2.0-BETA5 (Tue Jan 25) not failing over properly in multiwan…

  • I tested load balancing by pulling out the cable from the cable modem and in the system log, apinger detects link is down but it does not trigger any action to remove the route…

    Jan 29 18:41:53 apinger: ALARM: WAN2( *** down ***

    I wait a while and check the rules.debug for the route-to but I still see the gateway that is supposed to be down.

    cat rules.debug | grep route-to

    GWWAN = " route-to ( em0 71.x.x.x ) "
    GWWAN2 = " route-to ( em1 98.x.x.x ) " <-- supposed to be down...
    GWLOADBALANCE = "  route-to { ( em0 71.x.x.x ) ( em1 98.x.x.x )  }  round-robin  " <--GW still listed
    GWWAN_WAN2 = "  route-to { ( em0 71.x.x.x )  }  " <-- Tier two did not switch over...
    GWWAN2_WAN = "  route-to { ( em1 98.x.x.x )  }  "

  • Rebel Alliance Developer Netgate

    Is WAN1 also down at the time?

    If both WANs are down it will assume they are both up… The other surrounding log messages should help figure out what is going on.

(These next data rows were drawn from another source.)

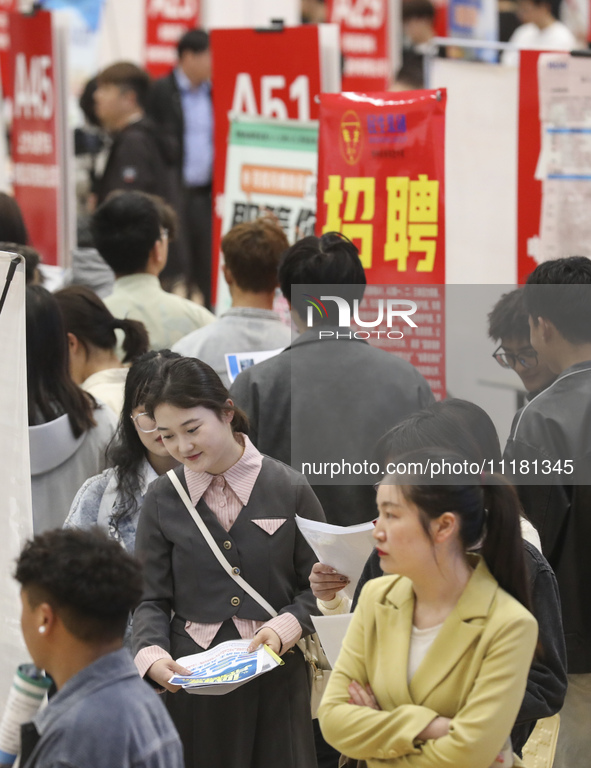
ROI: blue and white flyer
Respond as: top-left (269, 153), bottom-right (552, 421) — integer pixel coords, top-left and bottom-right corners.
top-left (168, 640), bottom-right (284, 696)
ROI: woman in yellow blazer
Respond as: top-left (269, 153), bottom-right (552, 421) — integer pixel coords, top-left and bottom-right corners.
top-left (318, 450), bottom-right (537, 768)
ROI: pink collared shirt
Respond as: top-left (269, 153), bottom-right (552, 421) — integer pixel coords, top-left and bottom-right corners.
top-left (135, 433), bottom-right (302, 677)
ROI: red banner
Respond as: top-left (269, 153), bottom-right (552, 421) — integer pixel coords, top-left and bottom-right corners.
top-left (316, 90), bottom-right (446, 398)
top-left (328, 0), bottom-right (393, 93)
top-left (10, 11), bottom-right (60, 264)
top-left (146, 0), bottom-right (199, 77)
top-left (517, 51), bottom-right (542, 284)
top-left (210, 25), bottom-right (321, 296)
top-left (0, 0), bottom-right (17, 98)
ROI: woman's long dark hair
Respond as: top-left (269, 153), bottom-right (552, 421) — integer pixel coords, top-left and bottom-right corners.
top-left (55, 285), bottom-right (150, 363)
top-left (383, 448), bottom-right (531, 610)
top-left (145, 357), bottom-right (248, 434)
top-left (107, 349), bottom-right (180, 527)
top-left (374, 398), bottom-right (502, 470)
top-left (26, 285), bottom-right (96, 437)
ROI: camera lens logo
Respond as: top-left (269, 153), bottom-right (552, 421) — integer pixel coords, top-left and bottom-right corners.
top-left (339, 109), bottom-right (363, 165)
top-left (304, 293), bottom-right (328, 320)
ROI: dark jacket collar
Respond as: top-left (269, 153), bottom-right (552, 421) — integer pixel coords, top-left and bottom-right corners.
top-left (34, 648), bottom-right (138, 735)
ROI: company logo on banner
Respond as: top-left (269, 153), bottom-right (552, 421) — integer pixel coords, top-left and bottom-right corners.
top-left (303, 293), bottom-right (418, 340)
top-left (145, 0), bottom-right (199, 77)
top-left (316, 90), bottom-right (446, 397)
top-left (328, 0), bottom-right (392, 92)
top-left (0, 0), bottom-right (17, 97)
top-left (10, 11), bottom-right (64, 264)
top-left (448, 0), bottom-right (499, 62)
top-left (210, 24), bottom-right (340, 306)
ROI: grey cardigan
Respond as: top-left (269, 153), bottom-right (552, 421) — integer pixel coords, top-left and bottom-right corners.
top-left (132, 456), bottom-right (325, 654)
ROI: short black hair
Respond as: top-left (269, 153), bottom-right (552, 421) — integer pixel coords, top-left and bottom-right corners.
top-left (96, 61), bottom-right (150, 109)
top-left (0, 242), bottom-right (41, 285)
top-left (176, 29), bottom-right (209, 59)
top-left (488, 288), bottom-right (529, 342)
top-left (14, 528), bottom-right (143, 644)
top-left (90, 192), bottom-right (160, 275)
top-left (402, 0), bottom-right (435, 22)
top-left (0, 192), bottom-right (29, 245)
top-left (394, 48), bottom-right (425, 90)
top-left (524, 256), bottom-right (591, 344)
top-left (222, 218), bottom-right (289, 293)
top-left (279, 232), bottom-right (367, 317)
top-left (531, 0), bottom-right (562, 19)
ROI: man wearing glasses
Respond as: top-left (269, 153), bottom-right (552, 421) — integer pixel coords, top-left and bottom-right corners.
top-left (488, 288), bottom-right (556, 400)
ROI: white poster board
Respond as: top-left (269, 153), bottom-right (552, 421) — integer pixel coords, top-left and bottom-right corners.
top-left (426, 59), bottom-right (518, 284)
top-left (0, 252), bottom-right (33, 712)
top-left (216, 114), bottom-right (318, 314)
top-left (428, 59), bottom-right (522, 446)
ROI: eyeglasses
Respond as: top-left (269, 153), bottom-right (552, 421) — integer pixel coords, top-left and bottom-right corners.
top-left (493, 346), bottom-right (538, 368)
top-left (131, 412), bottom-right (158, 433)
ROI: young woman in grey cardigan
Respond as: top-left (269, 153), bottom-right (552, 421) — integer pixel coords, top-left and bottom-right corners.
top-left (133, 358), bottom-right (324, 768)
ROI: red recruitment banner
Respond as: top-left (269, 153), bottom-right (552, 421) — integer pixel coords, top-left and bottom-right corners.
top-left (517, 51), bottom-right (542, 285)
top-left (0, 0), bottom-right (17, 98)
top-left (210, 25), bottom-right (321, 296)
top-left (145, 0), bottom-right (200, 77)
top-left (327, 0), bottom-right (393, 93)
top-left (10, 11), bottom-right (60, 264)
top-left (316, 90), bottom-right (446, 397)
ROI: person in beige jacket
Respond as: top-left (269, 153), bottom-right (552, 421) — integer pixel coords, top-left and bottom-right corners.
top-left (318, 449), bottom-right (537, 768)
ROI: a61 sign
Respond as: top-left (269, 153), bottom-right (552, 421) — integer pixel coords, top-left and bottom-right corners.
top-left (330, 0), bottom-right (386, 29)
top-left (232, 72), bottom-right (310, 120)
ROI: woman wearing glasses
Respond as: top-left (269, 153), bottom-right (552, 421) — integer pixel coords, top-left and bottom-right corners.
top-left (64, 349), bottom-right (180, 554)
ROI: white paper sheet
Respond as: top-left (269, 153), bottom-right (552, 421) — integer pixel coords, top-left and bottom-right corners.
top-left (535, 53), bottom-right (591, 261)
top-left (296, 517), bottom-right (375, 599)
top-left (225, 347), bottom-right (283, 383)
top-left (312, 613), bottom-right (353, 669)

  • I'll try again today but WAN 1 is up. There are no apinger messages that indicate wan 1 is down as well. I have seen messages like all gateways are unavailable, using configured settings but in this case, I was simulating a link down by pulling the TV cable from the modem so ethernet was still connected to the modem.

  • I tried again to unplug cable from WAN2, I get the apinger down message but nothing else happens after that. I do the same thing on WAN after WAN2 is brought up again and same behavior. No messages after apinger alarm.

    It seems like the filter reload process is not kicking off when the alarm goes off. Is there anything I can check in the system?

  • I debugged this some more and it seems like apinger is working correctly and calling

    "check_reload_status: reloading filter"

    However, the check_reload_status does not register anything and so, it doesn't call filter_configure_sync(), which calls filter_generate_gateways(); which will finally call return_gateway_groups_array() to remove the downed gateway…

    Hope this helps a little. Please look at /usr/local/sbin/check_reload_status...

  • I am sorry but if you see that message means that check_reload_status called that function.
    Possibly something else is wrong in your setup.

  • I put debug log prints in all those functions and I see no printouts. I can't see into the binary so that is all I can debug.

  • Upgraded to latest and everything seems to work now on simulated link down. Cheers!